The ever-resourceful Allen sent a bill to Norman to be paid in full to American Independence Manufacturing, the actual brand that accompanies the Longhorn Lockers sales side of a company with an estimated value of $138 million.

Problem averted.

Allen never went to the University of Texas but said he’s always rooted for the Longhorns. They were his team.

He attended a community college in Dallas for a bit, thought briefly about becoming an architect but tired of school and dropped out. He took a job in the drafting department of a local company that manufactured lockers, and now he heads up a firm that is helping shape the future of college athletics.

Interestingly enough, he doesn’t even bother with warranties. Oh, he will if the buyer insists, but he doesn’t really see the need for them since his product is only as good as his word.

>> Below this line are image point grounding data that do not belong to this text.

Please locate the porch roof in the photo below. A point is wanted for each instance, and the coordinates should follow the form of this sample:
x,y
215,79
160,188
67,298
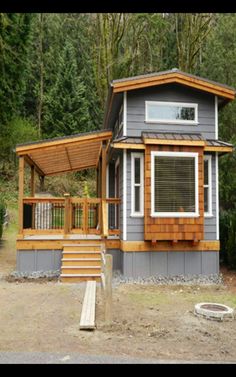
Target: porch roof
x,y
64,154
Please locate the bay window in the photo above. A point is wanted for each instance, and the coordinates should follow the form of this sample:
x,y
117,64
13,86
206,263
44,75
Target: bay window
x,y
174,184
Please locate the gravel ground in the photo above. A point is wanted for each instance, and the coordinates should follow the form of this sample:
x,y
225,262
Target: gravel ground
x,y
75,358
169,280
120,279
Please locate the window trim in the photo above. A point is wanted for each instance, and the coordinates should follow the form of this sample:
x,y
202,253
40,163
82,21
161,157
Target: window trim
x,y
133,212
174,214
174,121
209,159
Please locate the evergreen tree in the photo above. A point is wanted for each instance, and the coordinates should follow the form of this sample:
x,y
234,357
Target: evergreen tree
x,y
66,108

“We’ve got the Tommy Boy policy,” Allen cracked, citing the oft-repeated scene in the comedy movie by the same name. “A warranty is only as good as the person writing it. I think we ended up doing a 10-year warranty for UT, but I’ll give you whatever you want. It’s not a piece of paper. I’m not going to ruin a relationship over a broken door. I’m going to take care of you.”

It’s about building relationships as much as it is lockers for Allen. He developed a bond with Herman and his staff as he usually does with his clients. Most of them, anyway. There are exceptions. He did a job with Alabama but he never met Nick Saban.

He was invited to Clemson’s ribbon-cutting for its new lockers the week after the Tigers won their first national championship in 36 years, and his son Brock played basketball with Clemson wide receiver Hunter Renfrow, who caught the game-winning touchdown pass to beat Alabama.

“I have a whole drawer full of ideas,” Allen said. “I wake up in the middle of the night with a new idea. There is some really cool stuff coming down the pike. I just love doing this, interacting with the guys, seeing their reactions.”

He’s clearly building relationships as much as lockers.

So what’s next? What new option will Longhorn Lockers come up with next?

Swiveling lockers. Robotic lockers that disrobe a player. An all-gold locker perhaps?

“Maybe one day on that,” Allen jokes. “But if we made an all-gold one, I’d have to watch my guys. There might be some missing pieces during construction.”